Wdowa po Krzysztofie Kowalewskim przerwała milczenie. Podziękowała za wsparcie
Żona Krzysztofa Kowalewskiego podziękowała przyjaciołom i znajomym za wsparcie, jakie okazali jej rodzinie w trudnym czasie po śmierci aktora. Wdowa opublikowała w mediach społecznościowych kolejny wzruszający wpis. Trudno powstrzymać łzy.
Agnieszka Suchora od śmierci Krzysztofa Kowalewskiego przeżywa trudne chwile. Na szczęście sympatycy aktora okazali jej ogromne wsparcie i wyciągnęli pomocną dłoń w obliczu tragedii. Wdowa postanowiła podziękować za okazane serce.
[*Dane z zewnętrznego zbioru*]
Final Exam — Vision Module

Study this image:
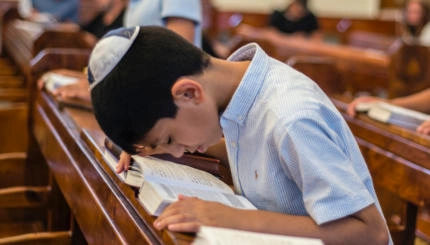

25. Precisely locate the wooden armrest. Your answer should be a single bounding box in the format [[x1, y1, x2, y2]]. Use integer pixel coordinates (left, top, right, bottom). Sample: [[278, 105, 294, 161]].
[[0, 186, 51, 208], [0, 231, 72, 245]]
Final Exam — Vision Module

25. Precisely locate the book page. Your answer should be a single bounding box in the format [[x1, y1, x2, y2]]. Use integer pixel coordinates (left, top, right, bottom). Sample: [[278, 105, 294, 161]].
[[139, 181, 256, 215], [132, 155, 233, 193], [42, 72, 79, 92], [376, 102, 430, 121], [368, 102, 430, 130], [192, 226, 323, 245]]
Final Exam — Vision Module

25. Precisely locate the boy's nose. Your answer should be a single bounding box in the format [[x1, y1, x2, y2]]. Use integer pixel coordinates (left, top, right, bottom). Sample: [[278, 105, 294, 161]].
[[169, 145, 185, 158]]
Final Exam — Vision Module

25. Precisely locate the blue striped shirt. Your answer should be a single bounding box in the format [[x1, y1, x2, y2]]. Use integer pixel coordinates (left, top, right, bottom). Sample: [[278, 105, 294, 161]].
[[221, 44, 394, 244]]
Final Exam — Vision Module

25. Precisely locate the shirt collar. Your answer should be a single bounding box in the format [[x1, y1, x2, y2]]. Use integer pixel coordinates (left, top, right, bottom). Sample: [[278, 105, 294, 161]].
[[221, 43, 269, 124]]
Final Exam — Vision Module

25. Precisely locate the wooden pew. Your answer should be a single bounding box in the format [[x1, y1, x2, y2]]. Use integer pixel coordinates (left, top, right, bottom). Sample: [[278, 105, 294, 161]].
[[286, 56, 348, 96], [0, 10, 95, 244], [32, 83, 230, 244], [333, 98, 430, 244]]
Żona Krzysztofa Kowalewskiego podziękowała przyjaciołom i znajomym
- Wszystkim przyjaciołom i znajomym bardzo dziękujemy za współczucie, myśli i czułość, którymi otoczyliście nas w tym trudnym momencie. Agnieszka i Gabrysia - napisała Agnieszka Suchora we wpisie opublikowanym na portalu Facebook.
To nie pierwszy raz, kiedy wdowa złożyła hołd zmarłemu mężowi. Informacja o śmierci aktora została udostępniona właśnie przez jego żonę, która podzieliła się z fanami fotografią Krzysztofa Kowalewskiego, której towarzyszył podpis: „Najdroższy, najwspanialszy, najczulszy. Nie przegrał żadnej walki”.
Agnieszka Suchora była drugą żoną artysty. Krzysztof Kowalewski po raz pierwszy stanął przed ołtarzem w latach 60. Jego małżeństwo z kubańską tancerką Vivian Rodriguez nie przetrwało próby czasu, mimo że para szybko powitała na świecie syna, który obecnie mieszka w Stanach Zjednoczonych.
Gwiazdor poznał aktorkę, która trwała u jego boku aż do śmierci, podczas prób do przedstawienia „Wieczór Trzech Króli” w stołecznym Teatrze Współczesnym. Mimo że różnica wieku pomiędzy artystami wynosiła ponad trzy dekady, pokochali się niemal od pierwszego wejrzenia.
- Przyszłam na próbę spektaklu „Wieczór Trzech Króli”, w którym on grał. Trochę się spóźnił, ale miło się ze mną przywitał. Miał na sobie czerwony sweter. Było w nim wszystko, co pociągało mnie w mężczyźnie: poczucie humoru, autorytet. Był dużym facetem, przy którym czułam się bezpiecznie, a do tego najłagodniejszym człowiekiem na świecie - komentowała niegdyś Agnieszka Suchora.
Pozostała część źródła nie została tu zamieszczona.